Je ne connais pas ma force de Stéphanie HOCHET

Dans le dernier roman de Stéphanie Hochet, un adolescent frappé d'un cancer du cerveau se raconte. Voilà bien un propos qui risquait de tomber dans l'escarcelle des littératures de témoignage à la mode et dans lequel les compassions d'un lectorat facile à prendre auraient pu se réfugier. Or, Stéphanie Hochet livre le contraire de l'effet attendu : on entre dans un véritable travail d'élaboration fictionnelle sans complaisance, stylé et exigent.
Le récit prend la forme d'un bref roman d'éducation. Mais ici, les épreuves ne sont pas imposées par le monde. Au contraire, la maladie apparaît comme une donnée vitale pour expérimenter son pouvoir de domination et de destruction sur le monde. Stéphanie Hochet insuffle alors à son héros toutes les tentations de l'adolescence : fantasme de puissance, manipulation séductrice, jouissance de l'étude de soi dans la souffrance ; toutes les palettes de l'adolescence sont expérimentées par celui qui les vit. Mais l'originalité vient surtout du choix de narration à la première personne : celui qui subit l'opération tient lui même le scalpel de chirurgien. Le sujet analysant est lui même l'objet de l'analyse. Si le jeune homme devient le « Führer » de son corps, il se fait aussi « gladiateur » de l'esprit à la manière d'un Monsieur Teste.

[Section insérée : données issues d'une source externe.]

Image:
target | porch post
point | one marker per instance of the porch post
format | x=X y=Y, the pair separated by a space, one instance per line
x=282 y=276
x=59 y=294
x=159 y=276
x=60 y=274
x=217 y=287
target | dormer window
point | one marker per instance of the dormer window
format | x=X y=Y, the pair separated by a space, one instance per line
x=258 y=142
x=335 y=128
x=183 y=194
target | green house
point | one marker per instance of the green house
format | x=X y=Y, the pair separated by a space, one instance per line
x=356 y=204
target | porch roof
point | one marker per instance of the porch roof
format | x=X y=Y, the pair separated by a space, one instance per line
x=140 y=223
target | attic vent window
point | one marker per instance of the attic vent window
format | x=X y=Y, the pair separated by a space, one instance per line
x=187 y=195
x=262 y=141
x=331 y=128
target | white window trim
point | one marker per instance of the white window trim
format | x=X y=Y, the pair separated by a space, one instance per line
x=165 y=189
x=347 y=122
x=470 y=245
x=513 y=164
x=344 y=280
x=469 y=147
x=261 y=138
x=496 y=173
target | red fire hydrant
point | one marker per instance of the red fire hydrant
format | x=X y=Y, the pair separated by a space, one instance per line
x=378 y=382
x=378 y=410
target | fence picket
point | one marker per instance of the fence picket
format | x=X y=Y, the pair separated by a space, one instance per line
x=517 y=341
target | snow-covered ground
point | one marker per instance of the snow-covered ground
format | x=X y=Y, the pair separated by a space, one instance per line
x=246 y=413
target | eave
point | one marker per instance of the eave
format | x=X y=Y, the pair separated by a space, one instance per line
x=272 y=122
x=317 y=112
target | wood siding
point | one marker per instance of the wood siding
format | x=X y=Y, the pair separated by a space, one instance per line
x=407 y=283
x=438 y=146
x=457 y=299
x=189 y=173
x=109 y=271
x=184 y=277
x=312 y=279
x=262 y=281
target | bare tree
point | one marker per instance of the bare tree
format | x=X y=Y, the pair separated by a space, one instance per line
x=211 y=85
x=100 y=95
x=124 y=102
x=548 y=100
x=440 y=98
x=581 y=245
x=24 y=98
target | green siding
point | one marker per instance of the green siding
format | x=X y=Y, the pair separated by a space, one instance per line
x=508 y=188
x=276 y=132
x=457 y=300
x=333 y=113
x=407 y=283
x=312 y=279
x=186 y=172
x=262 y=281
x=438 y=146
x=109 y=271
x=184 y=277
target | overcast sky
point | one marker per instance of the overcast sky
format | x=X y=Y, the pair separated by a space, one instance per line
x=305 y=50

Le pari de l'analyse psychologique est réussi car son épure primordiale ne cède jamais au lyrisme ni à l'élan pathétique. Le lecteur entre dans la pensée du jeune narrateur qui s'observe vivre, agir, tente d'appliquer à ses actions sa volonté de puissance. C'est précisément ce mélange d'adhésion et de distanciation quasi chirurgicale qui donne au récit sa puissance de fascination et d'effroi. Par son style travaillé, Stéphanie Hochet se permet à la fois quelques échappées poétiques maîtrisées et un style paratactique où brillent des images fulgurantes : « J'aimais l'air âcre de notre ville surpeuplée, la route où s'enfonçaient les voitures tueuses de chats, l'odeur de pourriture des terrains vagues et les hangars entrouverts où l'imagination s'engouffrait. Je raffolais des territoires propices aux offenses. Je finissais pas accepter la probabilité de ma fin, j'étais moins sensible à la terreur. Il m'arrivait même d'espérer le pire, que le danger ouvre sa gueule immonde. »
Enfin, la chute est une vraie réussite : le jeune narrateur, dans sa jubilation à faire souffrir le lecteur, semble s'engager sur la voie du suicide. Or, contre toute attente, il n'y aura pas d'acte irréversible et encore moins de dépassement de soi. Le récit se termine non par le suicide mais par sa mise en scène. En même temps que le jeune narrateur élève au sommet son art morbide, il en affirme la médiocrité. Initiation ou contre-initiation ? L'auteur termine sur un regard ironique à la fois salvateur pour son personnage, mais peut-être aussi pour son ouvrage.
@ameleia

Article paru dans le MAGAZINE DES LIVRES n°11.